Door Jonathan Provoost

Het is de politieke junkie dit reces niet ontgaan: de soap van Kamerleden die hun partij verlaten en hun zetel meenemen heeft weer een nieuwe aflevering.. Na Femke Merel van Kooten-Arissen die de PvdD verliet en zelfstandig verder ging, was het dit reces Henk Otten die – na door FvD uit de fractie te zijn gezet – zijn zetel in de Eerste Kamer besloot te behouden. Hij besloot om samen met senatoren Jeroen de Vries en Dorien Rookmaker een nieuw fractie op te richten. Deze politieke ‘splinters’ staan niet op zichzelf. De politiek leek in het afgelopen decennium meer en meer te versplinteren, wat leidt tot meer partijen en meer keuze voor burgers.

Voor lobbyisten lijkt dit een feest: meer politieke kleur, meer ingangen, meer mogelijkheden om invloed uit te oefenen. Maar is dat ook echt zo? Heeft de lobbyist baat bij al die extra partijen? En waar moet je rekening mee houden als belangenbehartiger?

Zoveel mensen zoveel meningen – I

Bestond de Kamer rond de eeuwwisseling uit 9 fracties, nu moet je jouw boodschap onder de aandacht brengen bij maar liefst 14 fracties. Hoe meer fracties er opdoemen, hoe minder effectief dezelfde fracties zijn in het parlementair besluitvormingsproces. Het aantal Kamerleden blijft immers op 150 staan, waardoor er steeds meer fracties betrokken moeten worden om een meerderheid te creëren. Dat komt simpelweg neer op meer water bij de wijn voor alle partijen, en potentieel dus ook voor belangengroepen.

Fractie-focus – I

Kleinere fracties hebben minder  ondersteuning, dus de kans is groot dat zij zich genoodzaakt voelen zich op een paar hoofdzaken te richten. Met veel spelers in het veld moet je nu eenmaal meer doen om in beeld te komen en is profilering dus van groot belang. Effectbejag komt hiermee hoger op de agenda. Daarnaast worden de portefeuille in kleine fracties over minder mensen verdeeld. Niet elk onderwerp wordt dus met dezelfde interesse worden behandeld en niet elk debat wordt even grondig worden voorbereid.Valt jouw belang niet onder een van die focus-onderwerpen, dan is de ‘ingang’ bij de betreffende fractie een stuk lastiger te vinden.

Ingang vinden – I

Die ‘ingangen’ tot fracties kunnen in het geheel lastiger vindbaar zijn. Hoe kom je (structureel) in contact met nieuwe afsplitsingen? Met name nieuwe partijen zullen zich niet altijd direct ontvankelijk opstellen tegenover belangenbehartigers en lobbyisten. De omgang met lobbyisten is nieuw, en wellicht vanuit de beeldvorming impopulair. Dit terwijl juist zij de kennis en ervaring die lobbyisten meebrengen vaak goed kunnen gebruiken.

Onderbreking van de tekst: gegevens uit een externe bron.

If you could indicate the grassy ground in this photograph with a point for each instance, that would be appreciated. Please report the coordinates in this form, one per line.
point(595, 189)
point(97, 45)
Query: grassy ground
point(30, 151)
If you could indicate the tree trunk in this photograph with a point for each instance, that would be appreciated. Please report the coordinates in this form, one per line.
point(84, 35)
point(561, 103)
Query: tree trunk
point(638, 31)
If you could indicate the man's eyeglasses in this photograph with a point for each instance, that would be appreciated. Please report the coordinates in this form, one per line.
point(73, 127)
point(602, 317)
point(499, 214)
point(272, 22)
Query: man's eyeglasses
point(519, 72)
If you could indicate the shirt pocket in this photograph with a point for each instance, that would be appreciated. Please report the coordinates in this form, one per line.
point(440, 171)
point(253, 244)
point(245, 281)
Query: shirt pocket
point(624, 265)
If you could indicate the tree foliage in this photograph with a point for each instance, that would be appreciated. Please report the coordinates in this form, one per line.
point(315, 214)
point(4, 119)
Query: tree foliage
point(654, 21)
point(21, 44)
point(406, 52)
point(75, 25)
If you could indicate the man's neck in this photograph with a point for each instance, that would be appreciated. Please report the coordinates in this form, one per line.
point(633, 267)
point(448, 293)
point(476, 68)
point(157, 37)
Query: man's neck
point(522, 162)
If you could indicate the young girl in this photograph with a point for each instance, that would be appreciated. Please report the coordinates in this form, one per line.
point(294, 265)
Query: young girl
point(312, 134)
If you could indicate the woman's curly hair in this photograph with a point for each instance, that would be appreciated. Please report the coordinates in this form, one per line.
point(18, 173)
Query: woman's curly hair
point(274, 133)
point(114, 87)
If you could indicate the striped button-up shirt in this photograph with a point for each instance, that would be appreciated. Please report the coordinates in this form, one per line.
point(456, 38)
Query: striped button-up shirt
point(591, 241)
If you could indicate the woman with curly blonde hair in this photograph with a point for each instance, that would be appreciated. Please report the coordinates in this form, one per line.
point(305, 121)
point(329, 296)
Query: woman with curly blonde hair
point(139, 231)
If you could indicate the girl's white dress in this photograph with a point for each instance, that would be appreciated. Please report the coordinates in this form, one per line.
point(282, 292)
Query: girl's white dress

Is public affairs hiermee gedoemd te mislukken in een versplinterd politiek landschap? Nee, maar de kans dat je kan blijven lobbyen door goede contacten te onderhouden met de grootste partijen is klein. Als je deze werkwijze overboord wil gooien en je blik verbreedt zitten er ook genoeg kansen aan het nieuwe politieke landschap. 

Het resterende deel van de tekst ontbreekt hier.